I continue to view the faith in QE as largely superstitious. Want to know the cause-and-effect relationship that reliably links quantitative easing to the job growth, economic activity, and to financial instruments beyond short-term Treasury bills? So does the Fed. If one examines the data and transmission mechanisms carefully, it’s clear that QE lacks any mechanistic link to the economy, the stock market, or even long-term bond yields. The primary effect of QE is a purely psychological one: creating discomfort for low yields on risk-free investment alternatives, and creating a reach for yield that has driven the risk-premium of risky assets to zero (or worse).

While we are allowing for the potential for a further “blowoff” advance, we also remain aware that the present overvalued, overbought, overbullish, rising-yield syndrome has been observed only a handful of times in history, including (exhaustively) 1929, 1972, 1987, 2000, 2007, 2011 (followed by an abbreviated 20% market decline before QEternity was launched by the Fed), and in 2013 (February, May, and today). The continued advance of the market in the face of conditions that have always been terminal for the market is not something that convinces us that “this time is different,” but only that we are climbing a higher cliff with a steeper drop. The average bear market wipes out more than half of the preceding bull market advance. Cyclical bear markets in “secular” bear market periods wipe out closer to 80% of the preceding advance. Every bear market in in history that started from valuations anywhere close to present levels was part of a secular bear market period.

My expectations, from strong to weak, are these. Based on valuation estimates that have been strikingly reliable for a century (most recently, accurately projecting negative 10-year returns in 2000, warning of awful outcomes 2007, and indicating far stronger prospective returns in 2009), I am convinced that annual total returns for the S&P 500 will average somewhere between zero and 2.5% nominal (not real) over the coming decade. This suggests that the S&P 500 index itself is likely to be lower a decade from today. Looking out over the completion of this cycle, I strongly expect that the market will easily lose more than half of its recent bull market gains, with a reasonable likelihood that the S&P 500 will be 40-55% below present levels by the end of this cycle. Based on broad historical regularities (but ones that notably have not been useful since late-2011), my general statistical expectation is that the main downside risk for the market concentrates in the coming 18-month period.

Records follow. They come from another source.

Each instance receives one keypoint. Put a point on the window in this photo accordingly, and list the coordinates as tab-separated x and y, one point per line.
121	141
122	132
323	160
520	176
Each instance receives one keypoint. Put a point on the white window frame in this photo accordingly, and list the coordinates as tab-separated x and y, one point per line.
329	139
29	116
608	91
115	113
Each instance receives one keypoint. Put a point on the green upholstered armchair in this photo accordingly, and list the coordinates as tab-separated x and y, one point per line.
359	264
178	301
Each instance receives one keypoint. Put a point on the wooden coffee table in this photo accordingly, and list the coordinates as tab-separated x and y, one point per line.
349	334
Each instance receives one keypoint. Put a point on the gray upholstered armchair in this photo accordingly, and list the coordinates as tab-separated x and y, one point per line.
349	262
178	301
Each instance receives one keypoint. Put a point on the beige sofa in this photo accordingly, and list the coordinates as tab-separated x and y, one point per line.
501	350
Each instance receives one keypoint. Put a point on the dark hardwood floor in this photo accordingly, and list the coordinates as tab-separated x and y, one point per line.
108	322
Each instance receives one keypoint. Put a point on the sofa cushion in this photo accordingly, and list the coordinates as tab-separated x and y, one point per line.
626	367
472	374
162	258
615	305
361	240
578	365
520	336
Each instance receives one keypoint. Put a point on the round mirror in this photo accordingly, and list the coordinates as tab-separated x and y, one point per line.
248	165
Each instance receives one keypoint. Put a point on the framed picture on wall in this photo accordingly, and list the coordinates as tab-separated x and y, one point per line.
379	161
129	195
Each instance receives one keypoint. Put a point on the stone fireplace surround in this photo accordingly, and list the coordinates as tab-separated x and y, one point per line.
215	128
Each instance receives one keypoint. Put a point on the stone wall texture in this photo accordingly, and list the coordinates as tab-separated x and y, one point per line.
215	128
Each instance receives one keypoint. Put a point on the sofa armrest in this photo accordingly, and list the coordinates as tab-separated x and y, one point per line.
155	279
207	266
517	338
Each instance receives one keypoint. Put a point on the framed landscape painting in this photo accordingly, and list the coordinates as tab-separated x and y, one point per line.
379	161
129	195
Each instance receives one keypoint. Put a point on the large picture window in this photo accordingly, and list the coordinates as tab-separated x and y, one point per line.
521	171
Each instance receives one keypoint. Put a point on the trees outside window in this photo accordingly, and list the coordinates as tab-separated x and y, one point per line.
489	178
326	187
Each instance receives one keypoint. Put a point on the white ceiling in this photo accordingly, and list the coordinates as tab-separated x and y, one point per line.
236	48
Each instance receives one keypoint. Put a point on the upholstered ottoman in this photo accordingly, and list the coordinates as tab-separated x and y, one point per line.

Finally, based on the log-periodic structure of the recent market bubble (which we don’t rely on and neither should you), my very weak impression is that we have to allow for a further market advance in the range of 6-8% - a pattern that would complete a mathematically beautiful Sornette-type bubble. Though Sornette-type crashes don’t seem to give reasons, I suspect that any subsequent crash would be the result not of Fed-tapering, but of some broader concern. As Sornetteobservedearlier this year, “equities are expensive, and prices have been propped up by central banks’ easing policies. But the big correction, when it comes, will be triggered by a major political or social event induced when bubbles, driven by the QE everywhere, reach maturity and global instability rises.”